In early January, CNN reported that eight workers at the GM plant in Toledo sued the company for failing to acknowledge what the employees say was blatant racism and hate speech happening in their workplace. More recently, two men were arrested in Bowling Green, Ohio, after physically attacking two victims in a Waffle House while using racial slurs.
In an era of seeming social progress and idealism, none of the events mentioned here are progressive for anyone, especially the victims of cyberbullying.
Despite the number of times we students have heard generic ‘anti-bullying’ phrases, they exist to help all involved avoid situations as destructive as this one. After all, everyone has heard “if you don’t have anything nice to say, don’t say it at all,” and this serves as a prime example.
The commonality between all these incidents is that each and every one of the words used had consequences, no matter if it was direct or indirect.
“I take solace in the fact that this is not our norm,” Short read aloud on that February morning.
Nonetheless, these statements of hate have become more frequent, and that is a scary fact to admit. In these times, we turn to reassurance from authority figures.
Numerous public officials condemned the acts, including Tom Hosler, the superintendent of Perrysburg Schools. “This does not represent our community, its values or the culture that makes Perrysburg such a special place to live, learn and work,” he wrote in an official statement.
Yet no matter how many times we repeat “This isn’t Perrysburg,” those words lack power if we don’t substantiate what we say with action. The first major step of problem-solving is admitting problems exist, and the problem is we can’t be “Perfects-Burg” forever. Without definitive action taken, the door is left wide open for the next public enemy to act.
We must unify not only in support for the victims of these crimes, but to be attentive making sure none of these situations ever happens again.
As insignificant as a few words scribbled on a bathroom stall or posted in an obscure tweet seem, those words all hold immense power.
Hate speech works insidiously.

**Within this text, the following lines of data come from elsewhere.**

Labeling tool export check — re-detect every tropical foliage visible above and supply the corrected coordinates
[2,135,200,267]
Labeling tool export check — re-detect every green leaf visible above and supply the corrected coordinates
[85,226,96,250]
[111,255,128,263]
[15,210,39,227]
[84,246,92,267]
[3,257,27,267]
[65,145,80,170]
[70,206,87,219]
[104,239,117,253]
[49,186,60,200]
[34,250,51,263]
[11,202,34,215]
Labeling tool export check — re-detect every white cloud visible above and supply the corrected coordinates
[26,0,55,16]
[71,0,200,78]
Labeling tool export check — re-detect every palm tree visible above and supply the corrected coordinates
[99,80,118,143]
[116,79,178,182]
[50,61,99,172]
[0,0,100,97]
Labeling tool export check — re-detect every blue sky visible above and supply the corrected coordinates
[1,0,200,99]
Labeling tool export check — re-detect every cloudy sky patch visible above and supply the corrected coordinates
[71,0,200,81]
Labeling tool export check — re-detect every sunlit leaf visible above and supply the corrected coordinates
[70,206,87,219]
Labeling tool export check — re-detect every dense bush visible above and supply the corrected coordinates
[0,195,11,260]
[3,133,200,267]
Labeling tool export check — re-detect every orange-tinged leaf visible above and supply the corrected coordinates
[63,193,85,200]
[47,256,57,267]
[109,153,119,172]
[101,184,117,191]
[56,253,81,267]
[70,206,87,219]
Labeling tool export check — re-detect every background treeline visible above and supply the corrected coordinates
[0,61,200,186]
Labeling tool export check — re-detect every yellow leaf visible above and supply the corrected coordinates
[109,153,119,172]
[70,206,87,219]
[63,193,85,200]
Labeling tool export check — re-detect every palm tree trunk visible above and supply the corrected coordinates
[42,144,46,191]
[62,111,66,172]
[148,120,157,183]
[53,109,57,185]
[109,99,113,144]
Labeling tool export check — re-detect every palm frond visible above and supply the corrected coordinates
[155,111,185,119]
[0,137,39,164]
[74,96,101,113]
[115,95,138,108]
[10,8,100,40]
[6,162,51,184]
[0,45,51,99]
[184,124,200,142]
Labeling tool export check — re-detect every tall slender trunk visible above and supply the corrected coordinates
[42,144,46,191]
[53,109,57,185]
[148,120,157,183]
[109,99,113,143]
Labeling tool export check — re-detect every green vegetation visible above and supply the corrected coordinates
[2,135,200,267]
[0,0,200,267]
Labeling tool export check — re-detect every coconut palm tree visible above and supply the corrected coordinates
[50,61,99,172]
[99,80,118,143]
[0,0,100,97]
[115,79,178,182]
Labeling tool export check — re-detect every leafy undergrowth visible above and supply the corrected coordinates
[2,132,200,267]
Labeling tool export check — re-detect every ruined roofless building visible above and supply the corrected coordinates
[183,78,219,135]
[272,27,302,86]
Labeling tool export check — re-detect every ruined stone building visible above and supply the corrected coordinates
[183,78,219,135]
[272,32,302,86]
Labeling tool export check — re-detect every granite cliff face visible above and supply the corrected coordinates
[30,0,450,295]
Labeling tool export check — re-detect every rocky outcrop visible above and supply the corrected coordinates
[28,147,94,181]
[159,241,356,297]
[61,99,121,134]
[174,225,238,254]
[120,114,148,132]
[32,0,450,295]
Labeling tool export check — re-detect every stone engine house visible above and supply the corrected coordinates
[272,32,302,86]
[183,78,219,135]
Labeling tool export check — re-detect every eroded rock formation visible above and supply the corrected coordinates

It cannot be suppressed because it operates in disguise. The specific culprits know this, but they also know that it is not welcome in a moral society, and certainly not in Perrysburg. Hatred revels in cowardice and obscures itself from public view.
As a community, we must remember to welcome new people and new ideas. When we think with that frame of mind, hatred cannot flourish.
For now, we must let the authorities do their part.